You know that weird dream I had awhile back about Mike Bickle taking all of my stuff? I figured out that that was just my fearful subconscious thinking Jesus wanted to rob me. After talking to one of the moms here, and her explaining that Jesus didn’t want to take my stuff but in fact wants to give me more… I was incredulous. Why would He want to give me more? Maybe it’s because He really does love me! I finally get it, I think. He loves me… a lot. Sometimes He disciplines those He loves or maybe sometimes He’s teaching them new things or making them stronger but sometimes He just wants to bless us and shower all kinds of affections on us. I can’t help but hold back tears as I write this.
After all that I have pressed through. After all of my questions and no answers back. After the pain of complete silence and my heart’s persistance and even though I didn’t understand…. He was there in all of it. Even though I don’t know how this deserves a reward, He’s rewarding me.
I had a REAL prophetic dream during FITN where Jesus was washing my feet… and I had hairy legs and He didn’t even notice them. Since then I’ve had word after word that the Lord’s tenderness is upon me and that He wants to “wash my feet” and that I’m in a season of seeing God’s goodness.
Thank you, Jesus for the other unexpected check that I got in the mail today to pay for my passport (I asked Him for it yesterday).
Thank you for the free massage.
And the free pack of gum.
And wonderful friends.
And your presence that you so gracefully lavish on me.
And your friendship. The fact that I get to know You every day amazes me.
What a wonderful Maker.
I cannot believe that I cannot believe God sometimes.
Once again Jesus does something extravagant to remind me that this is where I am suppose to be. I shake my head in wonder that I am even remotely deserving of Him to serve me in this way. It is totally against my nature to sit back and let someone be nice to me like He is. I suppose He is teaching me how to receive because I don’t know if I really understand how.
I went to Westport on Saturday to sell some clothes to Arizona Trading Company and much to my suprise they paid me $92.50 in store credit.

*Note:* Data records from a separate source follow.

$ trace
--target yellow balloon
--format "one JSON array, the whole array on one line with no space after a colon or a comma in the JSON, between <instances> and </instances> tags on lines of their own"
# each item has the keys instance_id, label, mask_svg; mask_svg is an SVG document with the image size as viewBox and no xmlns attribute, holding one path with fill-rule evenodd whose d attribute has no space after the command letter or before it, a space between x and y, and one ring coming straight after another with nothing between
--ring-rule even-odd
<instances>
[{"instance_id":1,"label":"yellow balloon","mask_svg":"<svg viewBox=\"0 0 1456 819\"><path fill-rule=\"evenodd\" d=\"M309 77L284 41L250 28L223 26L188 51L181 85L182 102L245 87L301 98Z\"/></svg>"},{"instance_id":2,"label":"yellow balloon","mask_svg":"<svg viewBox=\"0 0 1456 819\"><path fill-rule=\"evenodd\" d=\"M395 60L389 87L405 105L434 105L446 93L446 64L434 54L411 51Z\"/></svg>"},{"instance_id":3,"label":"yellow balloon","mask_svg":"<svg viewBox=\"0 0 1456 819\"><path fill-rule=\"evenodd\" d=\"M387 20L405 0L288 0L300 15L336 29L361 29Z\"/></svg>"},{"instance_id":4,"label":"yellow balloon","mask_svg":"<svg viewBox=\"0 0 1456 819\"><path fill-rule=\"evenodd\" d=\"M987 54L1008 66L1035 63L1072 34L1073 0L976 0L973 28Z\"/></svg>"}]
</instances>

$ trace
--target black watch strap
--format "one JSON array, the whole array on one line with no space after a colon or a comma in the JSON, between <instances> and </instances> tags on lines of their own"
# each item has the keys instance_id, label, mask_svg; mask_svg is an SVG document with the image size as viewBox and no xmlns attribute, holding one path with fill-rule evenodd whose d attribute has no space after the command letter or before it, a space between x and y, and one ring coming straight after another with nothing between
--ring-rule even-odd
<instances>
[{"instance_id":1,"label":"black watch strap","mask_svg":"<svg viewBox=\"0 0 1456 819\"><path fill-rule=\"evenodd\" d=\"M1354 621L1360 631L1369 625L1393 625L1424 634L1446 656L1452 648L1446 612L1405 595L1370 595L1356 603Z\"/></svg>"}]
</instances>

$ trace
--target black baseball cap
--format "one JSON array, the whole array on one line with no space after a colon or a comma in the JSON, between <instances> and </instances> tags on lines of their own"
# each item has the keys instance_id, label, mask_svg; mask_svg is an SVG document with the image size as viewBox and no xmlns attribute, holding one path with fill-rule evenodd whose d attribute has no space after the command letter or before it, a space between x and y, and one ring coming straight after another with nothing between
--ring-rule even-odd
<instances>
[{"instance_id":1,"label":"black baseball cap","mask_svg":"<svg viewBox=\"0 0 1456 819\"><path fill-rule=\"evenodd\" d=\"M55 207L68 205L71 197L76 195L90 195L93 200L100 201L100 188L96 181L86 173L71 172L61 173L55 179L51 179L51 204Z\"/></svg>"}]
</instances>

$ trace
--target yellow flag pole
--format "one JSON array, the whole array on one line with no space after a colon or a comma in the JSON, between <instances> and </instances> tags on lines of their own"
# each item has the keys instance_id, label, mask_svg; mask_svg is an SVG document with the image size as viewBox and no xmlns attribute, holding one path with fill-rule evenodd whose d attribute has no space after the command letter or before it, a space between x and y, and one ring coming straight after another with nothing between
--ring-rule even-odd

After the HUGE blessing that He gave me just a few hours before, this just topped it off. I almost fell over.
One thing that I discovered is that trying on jeans is great motivation to start running again… and eating better. No more sugar! Jeans and swimsuits are EVIL! I did start running again yesterday and am paying for it today. Every muscle in my body hurts. I used those huge 320z cans of vegetables for dumbells and I think I injured a wrist.
Bob Frasier’s sermon on Sunday is absalutely messing me up. I cannot stop thinking about it.
Lord, who may dwell in your sanctuary?
Who may live in your holy mountain?
Those…. who keep their oaths even when it hurts;
Whoever does these things
Will never be shaken.
Student loans: Don’t you love them? God has been convicting me of paying them off despite my total lack of funds right now. Basically, my student loan payment (which is quite a bit, mind you) and my rent plus utilities is devouring my ENTIRE budget… if not going over it. Thoughts of going back to stay with my parents for the next 9 months have entered my mind but something Alan spoke about at the fasting meeting yesterday has resonated deeply within me. Why did I come here in the first place? I miss shopping and not worrying about money… going out to eat all weekend with my friends. I miss just being able to have “stuff”… but that’s not why I’m here. I’m hear to offer myself to the Lord and if that means I have to embrace this uncomfortable lifestyle, than that’s what I have to do so that I can be obedient to the Lord in paying my debts. Alan spoke about how some day none of us will be able to have “stuff”. We will all be in the same boat. I know that God brought me here and promised He would provide for everything that I need and so I’m holding Him to that.
Meanwhile, if anyone knows of a place with INCREDIBLY cheap rent, let me know!